I never particularly liked Angel, and even when I saw this episode as a teenager I thought he was a creep, and I agree he is pretty similar to Edward…
But I never had the same problem with Angel, because of how it’s presented. Angel and Buffy don’t get their happy ending.
It might be portrayed as romantic but my view of it would be different and I’d dislike Angel more if he and Buffy ended up skipping into the sunset together by the end.
I’m still firmly convinced that Stephenie Meyer saw Buffy and thought all the stalking Angel/Angelus did (following her to SunnyD, drawing a picture of her sleeping and then one of her mother sleeping, coming in through her bedroom window) was romantic. Thus, Twilight. Plus, awful hair.
Long comment, while I align my head-canon.
I always figured that Vampirism works thusly: by making some kind of blood pact (the new vampire-to-be has to drink the sire’s blood), they allow a demon to inhabit their body, in the space where the soul should be.
However, there can be conflict between the soul and the demon, or between two demons vying for the same body, and I think vampires tend to become more evil over time as the original mortal becomes more corrupted by the demon’s presence… so each Vampire can choose to sustain the internal battle for Good and Evil by their choices, and retain some of their mortal selves by not giving in to the demon aspect more than they have to – but they’re ultimately doomed because by its blood lust, the beast sustains their very being.
That’s why vampirism is such a Faustian bargain – the promise of supernatural strength and immortality seems pretty sweet, but ultimately the demon will prevail over every mortal aspect, even if the body is incorruptible, save by fire, stake, or sunlight. Each vampire is desperately trying to cling to their fundamental “self”.
I think that how the demon affects the personality of the vampire depends on how strong their character is. Spike has more moral fibre than Angel ever did, so he’s more capable of self-restraint, compassion and loyalty than Angelus, even without a soul or a chip to curb some of his baser instincts.
So Spike retains a lot of William, And Dru retains a lot of her original qualities despite her vampirism and Angelus-induced psychiatric issues… and I think that this is because they had firm identities and more connection to others in life.
Either Angel is inhabited by a much stronger demon than other vampires, thus making him even more evil as Angelus than the average vamp… or he was just kind of an asshole human in the first place. I think he never really had a strong sense of his own character in the first place – that’s why he’s so goddamn bland and mopey as ensouled Angel, he’s defined more by Angelus than anything else.

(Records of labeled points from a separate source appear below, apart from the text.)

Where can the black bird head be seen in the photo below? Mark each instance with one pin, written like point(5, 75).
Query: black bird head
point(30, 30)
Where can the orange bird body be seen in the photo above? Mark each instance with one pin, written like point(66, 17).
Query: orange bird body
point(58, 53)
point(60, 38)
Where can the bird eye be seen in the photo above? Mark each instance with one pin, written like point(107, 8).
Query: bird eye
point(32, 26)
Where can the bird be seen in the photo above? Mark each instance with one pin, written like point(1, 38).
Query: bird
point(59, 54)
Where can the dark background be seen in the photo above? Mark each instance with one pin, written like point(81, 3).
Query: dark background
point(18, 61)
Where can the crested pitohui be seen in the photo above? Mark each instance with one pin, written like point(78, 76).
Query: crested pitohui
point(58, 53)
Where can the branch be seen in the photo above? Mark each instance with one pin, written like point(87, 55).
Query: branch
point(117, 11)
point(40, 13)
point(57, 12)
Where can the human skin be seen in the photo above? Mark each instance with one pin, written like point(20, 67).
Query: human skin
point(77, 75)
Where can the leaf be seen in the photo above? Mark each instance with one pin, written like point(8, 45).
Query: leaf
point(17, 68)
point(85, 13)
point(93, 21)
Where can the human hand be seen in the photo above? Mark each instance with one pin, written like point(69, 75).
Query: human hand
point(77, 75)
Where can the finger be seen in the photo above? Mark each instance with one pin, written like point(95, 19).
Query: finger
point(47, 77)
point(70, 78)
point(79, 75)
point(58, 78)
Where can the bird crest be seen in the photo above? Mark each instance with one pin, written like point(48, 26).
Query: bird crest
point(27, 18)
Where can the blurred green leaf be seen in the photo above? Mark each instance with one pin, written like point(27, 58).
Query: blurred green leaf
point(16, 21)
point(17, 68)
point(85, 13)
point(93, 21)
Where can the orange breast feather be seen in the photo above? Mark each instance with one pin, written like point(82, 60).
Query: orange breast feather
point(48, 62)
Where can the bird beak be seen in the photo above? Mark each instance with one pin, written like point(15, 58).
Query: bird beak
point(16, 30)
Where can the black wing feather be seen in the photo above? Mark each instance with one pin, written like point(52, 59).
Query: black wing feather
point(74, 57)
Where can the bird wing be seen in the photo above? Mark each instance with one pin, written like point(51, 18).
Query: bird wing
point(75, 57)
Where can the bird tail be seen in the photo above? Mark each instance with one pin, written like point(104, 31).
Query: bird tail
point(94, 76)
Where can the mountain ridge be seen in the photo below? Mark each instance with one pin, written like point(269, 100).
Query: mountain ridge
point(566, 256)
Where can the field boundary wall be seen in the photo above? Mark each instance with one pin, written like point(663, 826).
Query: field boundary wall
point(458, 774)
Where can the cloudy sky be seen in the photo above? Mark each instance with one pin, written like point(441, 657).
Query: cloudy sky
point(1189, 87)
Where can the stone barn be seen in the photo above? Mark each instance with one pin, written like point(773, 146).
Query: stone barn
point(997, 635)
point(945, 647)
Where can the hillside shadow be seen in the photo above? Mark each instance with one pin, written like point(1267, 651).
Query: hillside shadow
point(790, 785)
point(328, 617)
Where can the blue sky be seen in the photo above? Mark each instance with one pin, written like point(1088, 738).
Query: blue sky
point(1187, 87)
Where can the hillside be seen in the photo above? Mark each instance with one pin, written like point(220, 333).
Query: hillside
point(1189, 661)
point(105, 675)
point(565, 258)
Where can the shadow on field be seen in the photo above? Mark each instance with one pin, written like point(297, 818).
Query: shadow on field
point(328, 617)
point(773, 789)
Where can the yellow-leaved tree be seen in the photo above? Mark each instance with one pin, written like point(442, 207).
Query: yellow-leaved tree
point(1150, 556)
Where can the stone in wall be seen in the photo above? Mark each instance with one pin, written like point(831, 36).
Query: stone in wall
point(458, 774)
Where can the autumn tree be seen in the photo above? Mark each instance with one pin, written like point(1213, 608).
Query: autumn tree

I think Angelus is such a sadist, because the original Angel, or Liam, was a piece of shit all along. He was living a life of drunkenness and debauchery, and then as a vampire he couldn’t get his kicks out of booze, but the power-trip of being Angelus was too awesome, so he moved on to killing and other forms of depravity, and then his soul-curse wouldn’t let him carry on with that any more, so he just ended up on the streets until Whistler could give him direction and purpose in the form of Buffy.
Angel is desperate for redemption and aiding The Slayer gives him a new identity to inhabit, so he can define himself as Angel.
but Angelus, being totally amoral, doesn’t feel any need for redemption and just falls straight back into the cruel behaviour at the first chance he can get, targeting Buffy especially because Angel laid all the groundwork to really destroy Buffy’s trust psychologically, and that’s just too good for Angelus to pass up as a chance to really inflict human suffering.
I guess Angel’s entire story arc has a lot to do with him defining himself as separate from Angelus, despite having the potential for great evil within him… but I think as Angel, he too heavily plays on the idea that he’s not to blame, that he’s not responsible – and he’s analogous to the abusive boyfriend, or the lapsed junkie, who promises that it wasn’t really him who lashed out and acted out of control, and that it’s the last time and that he can do better… but fundamentally, I think Liam was too weak to control Angelus, and it’s only by virtue of gaining a soul that he’s able to be Angel and get away from his myriad failings as a human being. But Angel’s still an asshole for the amount of self-pitying that he does, IMO – which is why the human part of him will never truly be redeemed.
Anyway that’s my pet theory, but I’m sure there’s some key stuff in the series that I’ve forgotten about which will prove me wrong.
TL;DR – Angelus is a powerful force for evil, Liam was a self-indulgent addictive personality who got too hooked on a demonic power-trip, together they got off on cruelty; gaining a soul forced him to quit murdering people, and he found a worthwhile cause in Buffy, but Angel still doesn’t have the inner strength of character to truly achieve redemption, because he had a shitty attitude in his human life and still hasn’t really got over himself.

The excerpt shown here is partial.